SURF (left), MSER (center), and corner detection (right) with Computer Vision System Toolbox. Using the same image, the three different feature types are detected and results are plotted over the original image.
Histogram of Oriented Gradients (HOG) feature extraction of image
Histogram of Oriented Gradients (HOG) feature extraction of image (top). Feature vectors of different sizes are created to represent the image by varying cell size.

Feature Matching

Feature matching is the comparison of two sets of feature descriptors obtained from different images to provide point correspondences between images. Computer Vision System Toolbox offers functionality for feature matching that includes:

  • Configurable matching metrics, including SAD, SSD, and normalized cross-correlation
  • Hamming distance for binary features
  • Matching methods including Nearest Neighbor Ratio, Nearest Neighbor, and Threshold
  • Multicore support for faster execution on large feature sets
Detected features indicated by red circles and green crosses.
Detected features indicated by red circles (left) and green crosses (right). The yellow lines indicate the corresponding matched features between the two images.

Statistically robust methods like RANSAC can be used to filter outliers in matched feature sets while estimating the geometric transformation or fundamental matrix, which is useful when using feature matching for image registration, object detection, or stereo vision applications.

Feature-Based Image Registration

Image registration is the transformation of images from different camera views to use a unified co-coordinate system. Computer Vision System Toolbox supports an automatic approach to image registration by using features. Typical uses include video mosaicking, video stabilization, and image fusion.

Feature detection, extraction, and matching are the first steps in the feature-based automatic image registration workflow. You can remove the outliers in the matched feature sets using RANSAC to compute the geometric transformation between images and then apply the geometric transformation to align the two images.

Feature-based registration, as used for video stabilization.
Feature-based registration, used for video stabilization. The system toolbox detects interest points in two sequential video frames using corner features (top); the putative matches are determined with numerous outliers (bottom left), and outliers are removed using the RANSAC method (bottom right).

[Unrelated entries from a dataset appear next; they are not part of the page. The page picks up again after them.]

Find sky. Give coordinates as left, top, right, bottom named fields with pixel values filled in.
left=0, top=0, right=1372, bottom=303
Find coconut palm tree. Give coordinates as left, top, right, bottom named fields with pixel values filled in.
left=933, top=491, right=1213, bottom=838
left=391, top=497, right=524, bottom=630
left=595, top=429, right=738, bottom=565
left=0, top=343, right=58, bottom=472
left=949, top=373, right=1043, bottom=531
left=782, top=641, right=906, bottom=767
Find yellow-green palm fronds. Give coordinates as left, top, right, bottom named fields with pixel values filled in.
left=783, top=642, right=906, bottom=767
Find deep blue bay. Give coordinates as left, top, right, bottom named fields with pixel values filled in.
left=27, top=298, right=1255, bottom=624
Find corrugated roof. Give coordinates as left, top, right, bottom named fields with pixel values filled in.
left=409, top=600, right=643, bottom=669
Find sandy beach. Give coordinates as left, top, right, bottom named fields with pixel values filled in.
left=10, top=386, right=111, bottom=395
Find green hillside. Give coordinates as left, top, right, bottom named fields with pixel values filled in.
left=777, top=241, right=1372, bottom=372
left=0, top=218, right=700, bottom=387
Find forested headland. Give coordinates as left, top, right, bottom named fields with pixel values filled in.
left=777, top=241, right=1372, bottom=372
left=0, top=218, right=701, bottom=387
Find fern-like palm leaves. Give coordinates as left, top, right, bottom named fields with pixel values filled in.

Object Detection and Recognition

Object detection and recognition are used to locate, identify, and categorize objects in images and video. Computer Vision System Toolbox provides a comprehensive suite of algorithms and tools for object detection and recognition.

Object Classification

You can detect or recognize an object in an image by training an object classifier using pattern recognition algorithms that create classifiers based on training data from different object classes. The classifier accepts image data and assigns the appropriate object or class label.

Face detection using Viola-Jones algorithm

Face detection using Viola-Jones algorithm
Using a cascade of classifiers to detect faces

Detecting people using pretrained support vector machine(SVM) with histogram of oriented gradient (HOG) features

People detector
Detecting people using pretrained support vector machine(SVM) with histogram of oriented gradient (HOG) features

Classifying digits using support vector machines (SVM) and HOG feature extraction

Digit classification
Classifying digits using support vector machines (SVM) and HOG feature extraction

Motion-Based Object Detection

Motion-based object detection algorithms use motion extraction and segmentation techniques such as optical flow and Gaussian mixture model (GMM) foreground detection to locate moving objects in a scene. Blob analysis is used to identify objects of interest by computing the blob properties from the output of a segmentation or motion extraction algorithm such as background subtraction.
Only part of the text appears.